By: Travis Downs (travis.downs.delete@this.gmail.com), September 20, 2018 3:10 pm

Room: Moderated Discussions

anon (spam.delete.delete@this.this.spam.com) on September 20, 2018 1:34 am wrote:

> > The way I understood it is that if you mix 4 and 5 cycle loads, for example, in a "throughput" scenario,

> > your 4 cycle loads will often end up taking 5 cycles because

> > the are out of alignment with the 5 cycle loads

> > and use the same pipeline stages. In the example, the 4 cycle load can't start in the cycle after a 5 cycle

> > load because it wants the second part of the load pipeline which is what the 5 cycle load is using.

> >

> > So it turns into a 5 cycle load. It maybe gets even messier

> > if the skipped pipeline stages are somewhere in the middle.

> >

> > We do know that 4 cycle loads do play nice in a throughput scenario if there are

> > 4 cycle loads around since 8 concurrent 4-cycle pointer chases do execute at 2 loads

> > per cycle. Maybe I could add some 5 cycle loads in there and see what happens.

>

> Yeah but even in the nice throughput scenario 4 cycle loads didn't happen with the adress

> coming from an ALU, right? So the different latency doesn't seem to be the problem.

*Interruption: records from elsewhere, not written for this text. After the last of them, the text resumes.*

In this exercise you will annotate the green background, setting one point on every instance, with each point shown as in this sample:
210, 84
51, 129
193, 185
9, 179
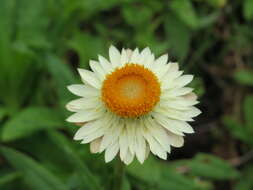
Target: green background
42, 42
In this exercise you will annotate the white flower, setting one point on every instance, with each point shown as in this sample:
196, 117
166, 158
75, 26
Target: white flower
133, 104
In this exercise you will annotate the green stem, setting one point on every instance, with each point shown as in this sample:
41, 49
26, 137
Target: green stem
118, 175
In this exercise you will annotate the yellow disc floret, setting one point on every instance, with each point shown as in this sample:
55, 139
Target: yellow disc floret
131, 91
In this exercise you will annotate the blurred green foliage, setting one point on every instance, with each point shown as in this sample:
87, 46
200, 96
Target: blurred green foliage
43, 41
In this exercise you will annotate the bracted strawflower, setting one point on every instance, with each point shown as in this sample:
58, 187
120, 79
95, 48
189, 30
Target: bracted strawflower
132, 105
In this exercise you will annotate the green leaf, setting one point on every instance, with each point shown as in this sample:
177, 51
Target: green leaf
175, 181
212, 167
3, 113
62, 76
143, 171
238, 130
35, 175
248, 112
139, 20
248, 9
87, 179
179, 36
87, 47
186, 12
9, 177
245, 182
244, 77
30, 120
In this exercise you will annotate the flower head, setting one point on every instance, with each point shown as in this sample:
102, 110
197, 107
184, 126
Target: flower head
133, 104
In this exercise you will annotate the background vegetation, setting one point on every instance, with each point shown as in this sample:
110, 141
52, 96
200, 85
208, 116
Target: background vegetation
43, 41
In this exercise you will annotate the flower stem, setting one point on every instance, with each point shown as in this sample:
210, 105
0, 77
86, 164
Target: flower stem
119, 172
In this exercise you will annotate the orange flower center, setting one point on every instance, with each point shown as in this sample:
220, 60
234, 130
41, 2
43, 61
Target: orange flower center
131, 91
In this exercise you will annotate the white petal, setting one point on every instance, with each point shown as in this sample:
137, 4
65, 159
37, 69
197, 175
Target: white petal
94, 145
98, 69
144, 55
111, 135
168, 80
190, 96
114, 55
183, 80
107, 66
128, 158
140, 145
89, 78
84, 116
111, 152
176, 92
192, 112
173, 67
135, 56
159, 133
83, 90
162, 60
124, 57
175, 140
149, 61
92, 136
123, 144
155, 147
130, 129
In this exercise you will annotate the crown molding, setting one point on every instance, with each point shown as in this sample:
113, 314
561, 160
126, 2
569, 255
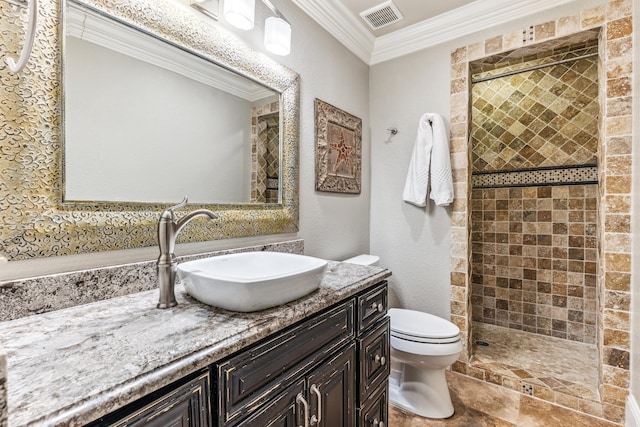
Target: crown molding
476, 16
349, 30
465, 20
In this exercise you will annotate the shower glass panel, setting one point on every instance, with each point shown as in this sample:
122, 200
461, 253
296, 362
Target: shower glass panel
534, 216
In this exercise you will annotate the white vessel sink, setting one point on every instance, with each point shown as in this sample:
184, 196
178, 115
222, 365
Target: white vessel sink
251, 281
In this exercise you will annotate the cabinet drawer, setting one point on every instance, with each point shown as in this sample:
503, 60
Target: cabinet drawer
375, 361
254, 376
372, 306
374, 412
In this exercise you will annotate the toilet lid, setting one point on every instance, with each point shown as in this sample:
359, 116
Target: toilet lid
420, 326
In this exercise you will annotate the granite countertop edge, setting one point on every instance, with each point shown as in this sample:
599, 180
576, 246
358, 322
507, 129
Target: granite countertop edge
340, 282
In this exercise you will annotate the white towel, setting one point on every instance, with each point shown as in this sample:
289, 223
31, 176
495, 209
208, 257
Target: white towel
430, 161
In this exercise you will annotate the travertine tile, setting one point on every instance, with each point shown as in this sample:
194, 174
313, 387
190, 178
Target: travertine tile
593, 17
567, 25
534, 413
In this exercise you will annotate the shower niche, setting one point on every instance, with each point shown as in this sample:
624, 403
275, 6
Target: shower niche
535, 120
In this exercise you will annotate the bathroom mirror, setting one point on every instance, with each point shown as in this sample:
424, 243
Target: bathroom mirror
146, 121
38, 221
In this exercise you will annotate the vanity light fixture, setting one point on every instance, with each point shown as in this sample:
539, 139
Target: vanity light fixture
241, 13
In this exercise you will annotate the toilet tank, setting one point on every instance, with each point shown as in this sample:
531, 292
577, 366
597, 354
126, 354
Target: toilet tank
364, 259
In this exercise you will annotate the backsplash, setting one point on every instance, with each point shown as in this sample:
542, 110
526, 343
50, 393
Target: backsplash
26, 297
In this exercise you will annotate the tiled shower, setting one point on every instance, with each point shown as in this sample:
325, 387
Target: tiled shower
609, 370
534, 202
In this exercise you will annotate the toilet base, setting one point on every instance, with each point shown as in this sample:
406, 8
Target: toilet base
428, 397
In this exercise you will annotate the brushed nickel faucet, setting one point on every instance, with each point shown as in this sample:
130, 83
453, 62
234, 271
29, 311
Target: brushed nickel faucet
168, 229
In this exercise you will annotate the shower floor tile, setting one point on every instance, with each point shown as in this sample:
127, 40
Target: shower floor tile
567, 366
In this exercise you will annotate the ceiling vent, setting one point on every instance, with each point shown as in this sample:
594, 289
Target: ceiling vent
382, 15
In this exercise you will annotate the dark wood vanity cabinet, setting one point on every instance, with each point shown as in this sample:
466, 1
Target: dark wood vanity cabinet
329, 370
182, 404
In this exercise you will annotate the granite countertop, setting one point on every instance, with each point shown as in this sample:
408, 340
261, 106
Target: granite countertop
71, 366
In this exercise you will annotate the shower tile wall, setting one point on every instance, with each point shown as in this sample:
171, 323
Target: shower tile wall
265, 157
540, 118
534, 251
534, 259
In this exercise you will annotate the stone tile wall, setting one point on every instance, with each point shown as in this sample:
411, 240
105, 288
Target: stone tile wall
535, 259
614, 17
265, 158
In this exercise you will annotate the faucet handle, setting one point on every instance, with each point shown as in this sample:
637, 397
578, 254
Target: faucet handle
170, 210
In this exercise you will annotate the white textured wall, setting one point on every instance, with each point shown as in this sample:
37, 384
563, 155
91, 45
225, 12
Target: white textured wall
333, 225
415, 242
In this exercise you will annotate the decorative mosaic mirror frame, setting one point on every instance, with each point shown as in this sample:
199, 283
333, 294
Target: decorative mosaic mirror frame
35, 222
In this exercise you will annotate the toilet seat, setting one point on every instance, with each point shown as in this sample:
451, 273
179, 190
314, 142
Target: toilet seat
422, 327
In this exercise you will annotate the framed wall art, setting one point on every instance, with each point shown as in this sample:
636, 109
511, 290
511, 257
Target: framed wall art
338, 149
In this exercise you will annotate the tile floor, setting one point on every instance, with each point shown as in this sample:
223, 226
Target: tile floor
564, 366
480, 404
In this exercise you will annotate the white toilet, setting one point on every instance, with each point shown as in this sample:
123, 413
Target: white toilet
423, 346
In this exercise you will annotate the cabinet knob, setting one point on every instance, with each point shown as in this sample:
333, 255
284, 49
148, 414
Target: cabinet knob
316, 419
380, 359
301, 401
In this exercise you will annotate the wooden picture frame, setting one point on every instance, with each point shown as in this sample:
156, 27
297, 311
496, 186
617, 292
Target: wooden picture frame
338, 149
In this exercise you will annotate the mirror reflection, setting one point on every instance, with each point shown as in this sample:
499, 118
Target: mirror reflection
146, 121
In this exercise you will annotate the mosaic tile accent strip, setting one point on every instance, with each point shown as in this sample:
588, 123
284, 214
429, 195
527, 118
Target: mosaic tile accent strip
587, 174
534, 259
544, 117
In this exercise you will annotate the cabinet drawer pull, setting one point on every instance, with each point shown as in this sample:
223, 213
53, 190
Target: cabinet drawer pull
316, 419
300, 400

Yes in that scenario all the loads were pure pointer chasing, load-feeds-load. There was no different latencies there though: everything was 4-cycle, so I'm not understanding what you are saying about different latencies.

I did now try more tests in the same vein with 8 to 10 parallel pointer chases, this time mixing 4 cycle and 5 cycle loads. The scenarios are at or close to 2 loads/cycle, so need high throughput, and they are also close to latency limited (i.e., if the latency is longer than expected it will also slow down the test).

Overall everything was very close to as fast as possible. For example, doing 10 parallel pointer chases, with every chain having a 9:1 ratio of 5-cycle to 4-cycle loads still achieved max throughput of 2 loads per cycle. Doing 8 parallel chains (barely latency limited), with similar 7:1 ratio of 5 to 4 cycle loads showed a result of less than 5 cycles, i.e., even the occasional 4 cycle load actually executes in 4 cycles even when it is heavily surrounded by 5 cycle loads, although the speedup was about half of what is expected.

Basically, it seems like mixing 4 and 5 cycle loads in heavy throughput scenarios doesn't really cause any problem: I never saw a case where a 4 cycle load was worse than forcing the same load to be 5 cycles, and in cases where it could be better it usually was.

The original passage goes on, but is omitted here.